Astute Pranksters may note that I pulled down the post I’d written yesterday. Not because it was bullshit, or because I hated it, or because I didn’t feel as though I could share it. I’d written my experiences as they happened to me while I paid tribute my cousin. I wanted to explain that those small acts of kindness can stick with you forever.
In the process of giving the back story; the reasons those kindnesses resonated so much, I upset a family member. The damage is probably irrevocable.
When I write, I write with an audience in mind, knowing anyone can read my words. For every post I do write, there are ten others that remain unwritten. I keep my written words and experiences as honest and true as I am able without hurting others. Sometimes, I gloss over bits especially when they make someone else look bad, sometimes I don’t.
Well before I pulled this post, I’d started writing for my friend’s site, which led me to think of all of the words I’ve never written. All of the words I’d wanted to string together but for one reason or another, didn’t. Sometimes, those words remained unwritten because they cut too close to home; because sometimes words, feelings, pain, reactions cannot be explained away by logic. The kind of criticism it would open up would pour salt into an already-festering wound. Others remained unwritten because I didn’t want to cause drama or pain.

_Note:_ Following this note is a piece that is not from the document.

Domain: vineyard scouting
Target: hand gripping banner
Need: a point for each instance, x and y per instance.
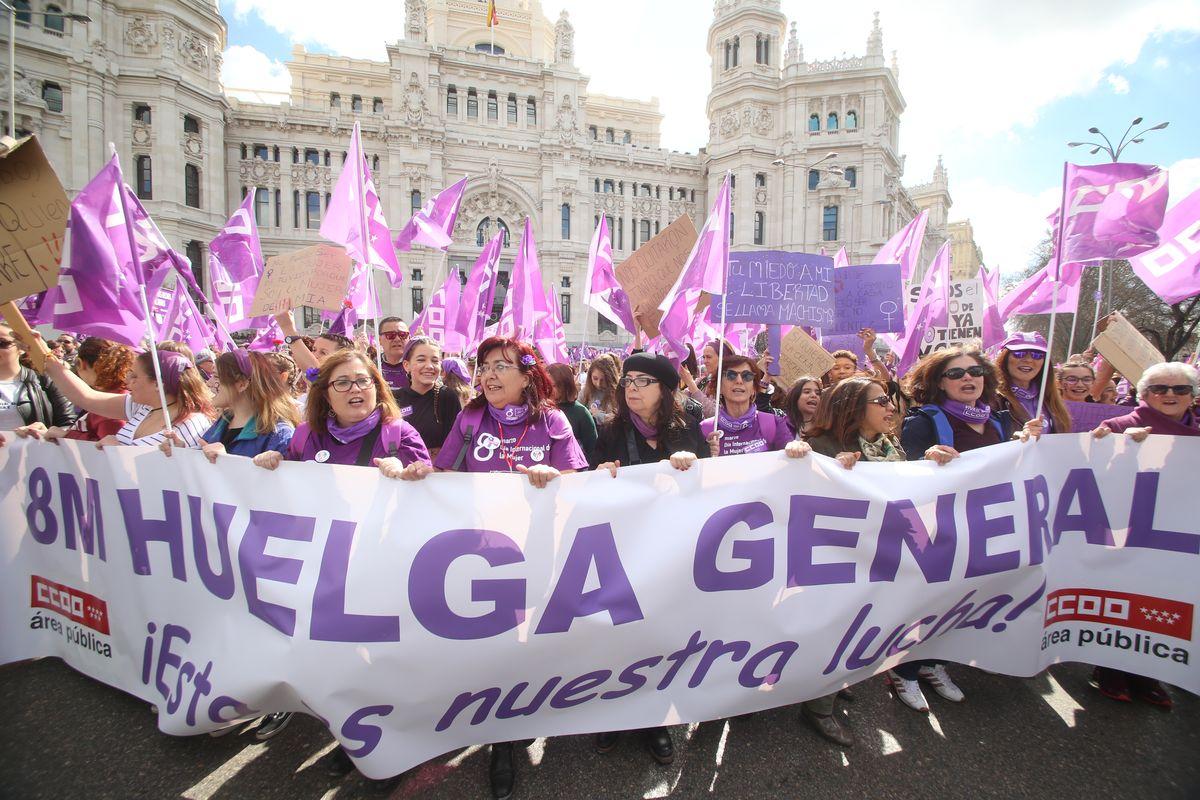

Being told that my about my feelings; my experiences, written as I’d felt them as a child, were mostly fiction, I pulled the post; ashamed. I felt cowardly. I feel cowardly. Admitting all of those words; those feelings, to you took a lot for me. Living in denial as I did for many years, well, that is much harder.
I can’t give you a *fistpump* and tell you “I did the right thing” by pulling the post, nor can I say that “I did the wrong thing” by writing it.
There are so many nebulous areas in life, the kind that don’t have clear answers, no villain or victim; and all of my unwritten words, I realized, fall into that realm. Sometimes things just are.
I’m so sorry that my relationship, one I’ve desperately wanted for as long as I can remember, will (likely) forever be altered by those 700 carefully chosen words. They weren’t written in anger, never intended to hurt or accuse. I string words together as I remember them. As I experienced them.
And if that’s going too far, well, so fucking be it.
*Hm, I’d prefer an “I (HEART) PRANKSTERS” shirt, now that I think of it.